The Lost Mind of Dr. Brain
After a horrid lab experiment goes wrong, the mind and intelligence of Dr. Brain is accidentally transferred to his lab rat, Rathbone, and vice-versa. With the help of Dr. Elaina Brain, who happens to be Dr. Brain's niece, it's your task to swap Dr. Brain and Rathbone's mind once again. To do this, you must solve a number of puzzles, each testing and stressing a particular part of your brain. Once you solve all the puzzles in each of the region's of Dr. Brain's brain, you are able to successfully transfer Dr. Brain's mind back from Rathbone, and Rathbone's mind back from Dr. Brain.

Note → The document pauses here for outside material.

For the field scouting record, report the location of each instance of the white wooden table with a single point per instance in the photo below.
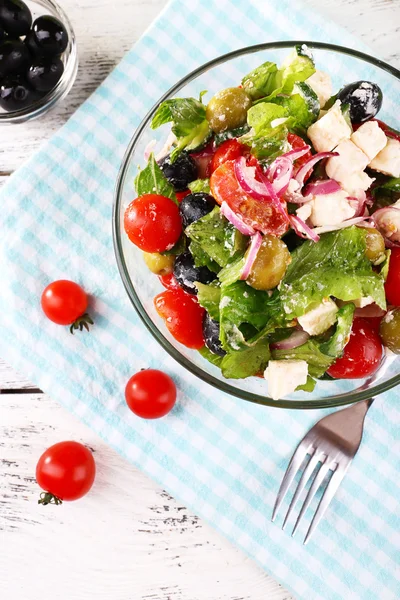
(128, 539)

What is really nice about this game is that there are different difficulty levels. On the CD case it claims to be for ages 12 to adult, and for the most part this is correct. I do believe that a child under 12 could easily master some of the puzzles which have to be solved. While on the surface it might appear to be a child's game, The Lost Mind of Dr. Brain is much more. When set to the most difficult setting, the puzzles should present a challenge to most adults. While not being impossible to complete, they do challenge your mind, and hopefully get you thinking. There are three levels to each puzzle: easy, medium and hard. You are able to choose which one you want, and can switch between them at will while playing a certain puzzle. When in the easy difficulty setting, you only get 5% for completing each puzzle, but each puzzle is fairly easy. The medium difficulty setting increases the difficulty level of the puzzle, and thus rewards you with a completion amount of 10%. The hard difficulty setting increases the difficulty level of the puzzle yet again, and you get a 15% completion reward for successfully finishing the puzzle. In order to complete a region you are required to get 100%, which can be achieved with many variations of the difficult level. Even after getting a region 100% complete you are still able to return and play the puzzle over and over, albeit not getting any more points or completion percentages.
There are a number of different regions, each focusing in on a particular skill or aptitude. There is the music section, in which you have to rearrange the bars of famous classical music after they are scrambled. Another puzzle, Pentode, requires you to place similar symbols adjacent to one another. These symbols can be the Roman numerals, chemical symbols, sign language letters, and the Greek alphabet. To challenge your short-term memory skills there is a puzzle which requires you to file, and then find, certain objects in a filing cabinet. Sometimes the doors of the cabinets switch places, which can cause some confusion. There is a puzzle which tests your three dimensional visualization skills. You are required to place blocks on a 3D grid to match a previously constructed figure. There are numerous other puzzles, each which require you to do a set of tasks using a particular part of your brain.
I personally find this game to be quite entertaining. Even after years of playing it, it is still somewhat of a challenge. One aspect of this game that is interesting is that what might be difficult for one person might be easy for another, and so on. I found the music section to be quite difficult, especially since I have absolutely not musical abilities whatsoever. Others might find that section to be easy, while they find the motor programming region to be the most difficult.